Die Aufgabe der Parade-Kommission ist geradezu unmöglich, sie muss eine möglichst
faire Entscheidung in immer noch heftig umstrittenen Fragen treffen.“
Die
Märsche erinnern an die Schlacht von Boyne 1690, in der der protestantische König
William von Orange den katholischen König Jakob II. schlug. Bis heute marschieren
die sogenannten Orangemen jährlich, um an diesen Sieg zu erinnern. In der Vergangenheit
waren diese Märsche immer von Gewalt begleitet, bis diese in den 90er Jahren durch
Übereinkünfte zwischen den Parteien eingedämmt werden konnte. In diesem Jahr scheint
sie wieder auszuufern, wie der stellvertretende Polizeichef von Belfast, William Kerr,
in einem Pressestatement klarstellt, er wirft den Gewalttätigen Tötungsabsicht vor:
„Wenn
sie sich die Polizeihelme ansehen, die benutzt wurden, dann sehen sie dass die von
den zeremoniellen Schwertern getroffen wurden, von großen Steinen, mit Feuerwerk und
Eisenstangen und so weiter. Wenn man sich diesen Schaden anschaut, dann muss man sagen,
dass das nichts anderes war als ein Versuch, Polizisten zu töten.“ Die Polizei
erwartet nun vom Orange Order, dass er ihre Märsche koordiniert und friedlich durchführt
und zum Gewaltverzicht aufrufen, so Kerr.

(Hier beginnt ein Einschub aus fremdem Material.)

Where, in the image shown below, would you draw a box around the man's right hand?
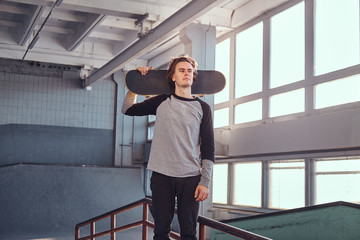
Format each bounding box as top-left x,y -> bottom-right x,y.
136,66 -> 152,75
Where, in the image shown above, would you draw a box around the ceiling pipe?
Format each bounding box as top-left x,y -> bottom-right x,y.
83,0 -> 224,87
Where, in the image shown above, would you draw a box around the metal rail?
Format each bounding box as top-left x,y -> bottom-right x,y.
75,198 -> 271,240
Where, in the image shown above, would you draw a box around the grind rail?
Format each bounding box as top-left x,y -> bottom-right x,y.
75,198 -> 271,240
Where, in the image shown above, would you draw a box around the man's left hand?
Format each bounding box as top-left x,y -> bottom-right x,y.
195,184 -> 209,202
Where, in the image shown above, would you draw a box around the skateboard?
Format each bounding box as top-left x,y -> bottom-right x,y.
125,70 -> 226,96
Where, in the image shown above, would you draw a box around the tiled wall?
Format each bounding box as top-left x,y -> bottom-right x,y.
0,62 -> 115,129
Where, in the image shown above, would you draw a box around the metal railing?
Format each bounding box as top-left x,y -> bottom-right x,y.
75,198 -> 271,240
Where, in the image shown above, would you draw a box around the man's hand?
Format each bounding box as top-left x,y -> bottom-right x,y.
136,66 -> 152,75
195,184 -> 209,202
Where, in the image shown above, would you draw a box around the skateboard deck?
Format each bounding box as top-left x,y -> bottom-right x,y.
125,70 -> 226,96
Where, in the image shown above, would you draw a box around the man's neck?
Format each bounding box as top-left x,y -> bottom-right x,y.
175,86 -> 193,98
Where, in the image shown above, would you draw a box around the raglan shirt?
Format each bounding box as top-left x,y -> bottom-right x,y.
122,93 -> 214,187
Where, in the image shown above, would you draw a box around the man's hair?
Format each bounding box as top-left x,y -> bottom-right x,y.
166,55 -> 198,89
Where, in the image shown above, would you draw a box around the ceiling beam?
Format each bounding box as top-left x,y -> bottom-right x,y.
84,0 -> 223,87
18,5 -> 45,46
67,14 -> 105,51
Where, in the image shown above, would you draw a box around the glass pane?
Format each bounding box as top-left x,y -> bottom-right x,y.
214,108 -> 229,128
235,99 -> 262,124
270,162 -> 305,209
270,88 -> 305,117
316,159 -> 360,172
315,75 -> 360,109
235,23 -> 263,98
213,164 -> 228,204
234,162 -> 262,207
148,115 -> 156,122
214,38 -> 230,104
270,2 -> 305,88
316,174 -> 360,204
315,0 -> 359,75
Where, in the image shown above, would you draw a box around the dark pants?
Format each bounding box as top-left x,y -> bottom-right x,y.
150,172 -> 200,240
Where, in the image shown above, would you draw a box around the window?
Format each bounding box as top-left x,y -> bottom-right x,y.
270,160 -> 305,208
315,158 -> 360,204
315,74 -> 360,109
270,2 -> 305,88
214,108 -> 229,128
235,99 -> 262,124
213,163 -> 228,204
234,162 -> 262,207
270,88 -> 305,117
214,38 -> 230,104
314,0 -> 359,75
235,23 -> 263,98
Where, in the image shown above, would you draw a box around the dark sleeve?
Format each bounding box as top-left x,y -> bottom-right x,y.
125,95 -> 168,116
200,101 -> 215,162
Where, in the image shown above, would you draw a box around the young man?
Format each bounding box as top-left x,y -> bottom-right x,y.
122,56 -> 214,240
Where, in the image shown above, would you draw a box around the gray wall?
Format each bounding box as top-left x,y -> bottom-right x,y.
0,124 -> 113,166
0,59 -> 146,240
0,164 -> 144,240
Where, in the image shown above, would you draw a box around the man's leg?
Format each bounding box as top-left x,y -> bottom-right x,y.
176,176 -> 200,240
150,172 -> 175,240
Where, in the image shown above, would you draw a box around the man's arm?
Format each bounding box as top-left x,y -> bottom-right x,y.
195,102 -> 215,201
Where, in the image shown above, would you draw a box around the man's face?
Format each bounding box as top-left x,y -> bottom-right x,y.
172,62 -> 194,88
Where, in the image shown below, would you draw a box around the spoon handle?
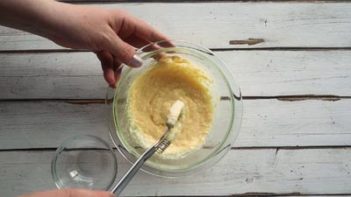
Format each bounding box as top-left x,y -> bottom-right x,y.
112,146 -> 158,196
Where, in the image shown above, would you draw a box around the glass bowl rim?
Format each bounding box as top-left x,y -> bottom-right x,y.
110,40 -> 242,178
51,134 -> 118,191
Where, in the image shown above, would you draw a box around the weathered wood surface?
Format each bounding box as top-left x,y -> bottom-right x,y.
0,148 -> 351,196
0,50 -> 351,99
0,2 -> 351,196
0,2 -> 351,50
0,99 -> 351,149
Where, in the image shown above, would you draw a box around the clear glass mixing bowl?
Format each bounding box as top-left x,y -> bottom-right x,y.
110,41 -> 242,177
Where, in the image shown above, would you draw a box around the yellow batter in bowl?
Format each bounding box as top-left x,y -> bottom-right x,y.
127,56 -> 214,159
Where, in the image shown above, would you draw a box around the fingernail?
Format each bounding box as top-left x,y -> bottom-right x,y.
128,55 -> 143,68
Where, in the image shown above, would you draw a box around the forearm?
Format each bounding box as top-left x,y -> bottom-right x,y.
0,0 -> 62,37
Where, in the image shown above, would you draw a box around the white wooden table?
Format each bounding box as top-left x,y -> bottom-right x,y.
0,0 -> 351,197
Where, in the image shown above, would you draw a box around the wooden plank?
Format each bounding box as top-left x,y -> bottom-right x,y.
0,2 -> 351,50
0,148 -> 351,196
0,99 -> 351,149
0,50 -> 351,99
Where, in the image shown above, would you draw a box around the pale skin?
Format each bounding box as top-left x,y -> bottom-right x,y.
0,0 -> 169,87
0,0 -> 169,197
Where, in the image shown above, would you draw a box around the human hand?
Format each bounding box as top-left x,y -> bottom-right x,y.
44,2 -> 168,87
20,189 -> 114,197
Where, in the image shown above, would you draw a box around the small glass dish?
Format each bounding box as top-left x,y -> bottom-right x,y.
110,41 -> 242,177
51,135 -> 117,191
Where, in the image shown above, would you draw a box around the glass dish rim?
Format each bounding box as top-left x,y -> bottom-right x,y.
110,40 -> 242,178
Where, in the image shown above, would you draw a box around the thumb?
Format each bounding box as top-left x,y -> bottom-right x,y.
106,34 -> 143,68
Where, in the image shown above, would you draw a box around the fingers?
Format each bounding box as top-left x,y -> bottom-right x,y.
96,51 -> 122,88
105,33 -> 142,68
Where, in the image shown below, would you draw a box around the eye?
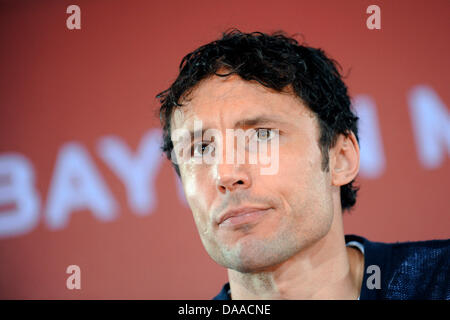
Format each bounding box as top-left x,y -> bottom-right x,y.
256,128 -> 275,141
192,141 -> 214,156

„Es ist die raue Wirklichkeit,
die jetzt sichtbar wird, dass das der Friedensschluss in den 90ern die Situation nicht
wirklich verbessert hat“, erklärt der Politologe Wilson. „Es gibt seit den
Übereinkünften 1994 weniger Gewalt, aber das Good-Friday Agreement von 1998 hat nicht
zur Versöhnung in Nordirland geführt. Wir brauchen strukturelle Reformen der Institutionen,
die seit diesem Vertrag gegründet wurden, so dass sie zur Versöhnung einladen und
ermutigen und diese auch symbolisieren, anstatt wie bis jetzt die sektiererische Teilung
zu zementieren.“
Die Marschsaison in Nordirland dauert noch bis in den
August.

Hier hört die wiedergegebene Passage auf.